The code looks good, and the slight difference between (1) and (2) makes sense, because (2) generates:

	leal	-5(%rdi), %esi
	movq	%rdi, %rax
	andl	$7, %esi
	je	.L129
	ret
	.p2align 4,,10
	.p2align 3
.L129:
	movslq	suspicious_object_index(%rip), %rsi
	movl	$0, %ecx

while (1) realizes %rsi is zero at this point and skips the movl. (Looking at this code, I do not understand why movl is used rather than the standard xorl, though, so maybe this is another optimization opportunity).

So I think the performance difference is really significant for Emacs; my plan is to test all three versions on other programs, make sure the code works for C bitfields, and then submit it for inclusion. Is that okay?

Comment 13 Tom Tromey 2018-08-31 14:18:18 UTC

(In reply to pipcet from comment #12)

> So I think the performance difference is really significant for Emacs; my
> plan is to test all three versions on other programs, make sure the code
> works for C bitfields, and then submit it for inclusion. Is that okay?

Just as a process comment, you're not too likely to get an answer to this
sort of question; instead just go ahead and send the patch and see what
the responses are.

Thanks for looking into this.

Comment 14 pipcet 2018-09-18 13:59:18 UTC

Created attachment 44719 [details]
WIP patch

Okay, I've run into a few issues:
1. temacs run time changes unpredictably based on the configuration data, because of find_string_data_in_pure.
2. My CPU fuses "cmp" and a conditional branch and "test" and a conditional branch, but not "and" and a conditional branch. So we were optimizing a three-insn two-uop sequence into a two-insn two-uop sequence, and I was not seeing any performance improvement.
3. The code size changes sometimes cause branches to be mispredicted much more often for no apparent reason.

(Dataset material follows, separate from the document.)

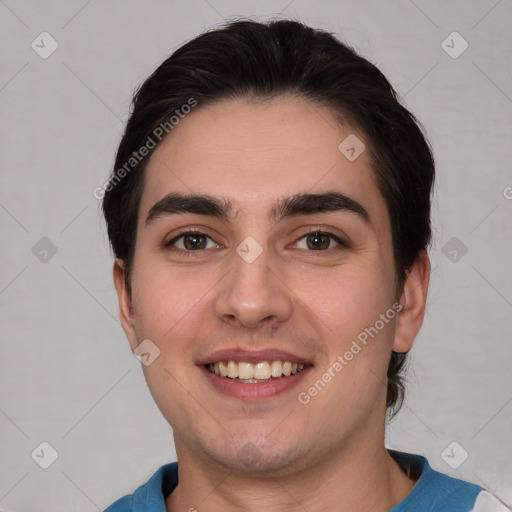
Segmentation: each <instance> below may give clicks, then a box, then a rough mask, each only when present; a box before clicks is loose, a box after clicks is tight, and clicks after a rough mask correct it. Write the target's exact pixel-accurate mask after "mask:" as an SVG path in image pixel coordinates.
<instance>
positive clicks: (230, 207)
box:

I've worked around (1) and (2), by disabling find_string_data_in_pure() and making the peephole rule that turned "test" into "and" conditional on CPU type. Now I'm seeing a consistent performance improvement (as well as fewer instructions, fewer uops, and more fused branches) for Perl and Emacs.

Comment 15 Andrew Pinski 2023-06-25 18:57:27 UTC

Note in the original testcase, I noticed we don't do some "VRP/nonzero bits" optimization so I filed PR 110405 for that. It does not change the other transformation.